Thomas Reverdy, Climax
Sometimes it doesn't take much, just an accident, a grain of sand in the fragile balance of days, for everything to collapse without warning. It only takes a small thing. Time has been flowing for so long. Seconds pile up upon seconds. You don't think about it. And then suddenly it's as if there's one second too many. It's not the cause of anything, this one second is no different from the others, it's just one more grain of sand, but suddenly, like in an hourglass, the whole pile starts to slide, becomes unstable, and collapses beneath this grain. And that's the end of the world.

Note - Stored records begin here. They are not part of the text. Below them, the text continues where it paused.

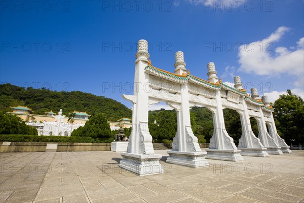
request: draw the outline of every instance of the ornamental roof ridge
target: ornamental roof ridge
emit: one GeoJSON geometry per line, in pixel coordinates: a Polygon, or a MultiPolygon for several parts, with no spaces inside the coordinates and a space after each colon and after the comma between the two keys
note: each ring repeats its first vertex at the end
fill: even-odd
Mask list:
{"type": "Polygon", "coordinates": [[[91,116],[90,115],[88,114],[88,113],[87,113],[86,111],[83,112],[81,111],[76,111],[75,110],[74,110],[74,111],[73,112],[73,113],[75,113],[76,114],[76,115],[82,115],[83,116],[91,116]]]}
{"type": "Polygon", "coordinates": [[[187,82],[188,81],[186,76],[174,74],[166,71],[155,67],[152,65],[147,65],[145,69],[146,73],[154,76],[162,78],[170,81],[175,81],[179,83],[187,82]],[[160,74],[161,76],[159,75],[160,74]]]}
{"type": "Polygon", "coordinates": [[[53,112],[53,110],[51,110],[51,111],[49,111],[48,112],[45,112],[46,114],[56,114],[55,113],[54,113],[53,112]]]}
{"type": "Polygon", "coordinates": [[[229,85],[226,85],[222,82],[220,82],[219,84],[220,84],[221,87],[222,87],[223,89],[225,89],[226,90],[232,91],[233,92],[234,92],[235,93],[236,93],[237,94],[241,94],[241,95],[243,95],[243,96],[244,94],[247,94],[247,92],[246,91],[239,90],[238,89],[237,89],[235,88],[234,87],[232,87],[230,86],[229,85]],[[228,89],[227,89],[226,88],[228,88],[228,89]]]}
{"type": "Polygon", "coordinates": [[[29,108],[28,107],[27,107],[27,106],[25,107],[25,106],[23,106],[18,105],[17,107],[10,107],[12,109],[22,109],[24,110],[31,110],[31,109],[29,108]]]}
{"type": "Polygon", "coordinates": [[[252,101],[252,102],[254,102],[254,103],[256,103],[256,104],[259,104],[259,105],[260,105],[261,106],[262,105],[263,105],[263,103],[262,102],[260,102],[260,101],[258,101],[257,100],[253,99],[252,98],[251,98],[249,96],[245,96],[245,99],[249,99],[249,100],[250,101],[252,101]]]}
{"type": "Polygon", "coordinates": [[[270,112],[273,112],[274,111],[275,111],[274,109],[272,107],[271,108],[270,107],[267,107],[265,106],[262,106],[262,108],[263,108],[264,109],[265,109],[265,110],[266,110],[268,111],[270,111],[270,112]]]}
{"type": "Polygon", "coordinates": [[[213,88],[215,88],[215,89],[220,89],[220,88],[219,85],[218,84],[214,84],[214,83],[210,83],[209,81],[203,80],[203,79],[198,78],[196,76],[193,76],[192,75],[191,75],[191,74],[188,74],[187,75],[187,76],[188,76],[188,78],[189,78],[189,79],[192,79],[193,80],[195,80],[195,81],[198,81],[200,83],[203,83],[204,85],[207,85],[209,86],[211,86],[211,87],[213,87],[213,88]]]}

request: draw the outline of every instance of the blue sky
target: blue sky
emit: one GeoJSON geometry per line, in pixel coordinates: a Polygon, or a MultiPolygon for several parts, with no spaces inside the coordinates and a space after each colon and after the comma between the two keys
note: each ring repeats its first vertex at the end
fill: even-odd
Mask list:
{"type": "MultiPolygon", "coordinates": [[[[287,89],[303,96],[303,1],[1,1],[0,82],[132,94],[136,43],[152,64],[174,71],[174,54],[207,79],[214,62],[223,82],[240,76],[273,101],[287,89]]],[[[160,107],[161,106],[161,104],[160,107]]]]}

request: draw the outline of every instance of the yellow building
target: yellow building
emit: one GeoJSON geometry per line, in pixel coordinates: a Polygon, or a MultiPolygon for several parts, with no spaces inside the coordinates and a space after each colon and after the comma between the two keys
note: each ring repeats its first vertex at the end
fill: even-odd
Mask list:
{"type": "MultiPolygon", "coordinates": [[[[20,117],[21,119],[29,122],[57,122],[57,118],[56,113],[53,111],[49,112],[46,112],[45,115],[33,114],[33,111],[31,109],[27,107],[22,107],[18,106],[18,107],[11,107],[13,109],[13,112],[8,112],[12,114],[15,114],[20,117]]],[[[73,113],[75,113],[74,118],[74,123],[75,124],[85,124],[89,120],[89,118],[91,116],[87,112],[82,112],[80,111],[74,111],[73,113]]],[[[68,117],[64,117],[61,120],[61,122],[68,123],[68,117]]]]}
{"type": "Polygon", "coordinates": [[[117,130],[121,127],[129,128],[132,127],[132,120],[128,118],[123,118],[118,120],[117,121],[108,121],[111,130],[117,130]]]}

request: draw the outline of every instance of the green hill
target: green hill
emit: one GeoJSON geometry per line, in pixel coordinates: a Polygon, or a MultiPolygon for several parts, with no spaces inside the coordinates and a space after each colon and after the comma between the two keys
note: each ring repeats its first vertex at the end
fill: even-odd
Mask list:
{"type": "Polygon", "coordinates": [[[122,117],[131,118],[132,110],[119,102],[102,96],[96,96],[80,91],[51,91],[45,89],[25,89],[9,83],[0,85],[0,111],[12,111],[10,107],[25,106],[34,114],[45,115],[53,110],[62,109],[67,116],[74,110],[86,111],[90,115],[103,113],[108,120],[117,121],[122,117]]]}

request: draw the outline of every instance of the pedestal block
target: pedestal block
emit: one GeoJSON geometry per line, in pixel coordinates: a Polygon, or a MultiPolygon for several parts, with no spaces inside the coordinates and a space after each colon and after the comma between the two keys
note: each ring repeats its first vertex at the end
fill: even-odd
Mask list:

Thomas Reverdy is considered the author of The Disappearance and also interprets himself as such. 2 In Climax He tells a post-human dystopia from the perspective of a glaciologist who, instead of writing about his own feelings and longings, writes about the Arctic, observes animals, traverses landscapes, and reports on their disappearance. The beauty of the world, even in apocalyptic climate change scenarios, is a magic that seems to have no need for humanity.
C'est son univers: la banquise des îles, la montagne, le glacier. The darker nature is inviolate, the tourism is poor and developed in many years. La dernière nature, et c'est un desert. De la ice cream.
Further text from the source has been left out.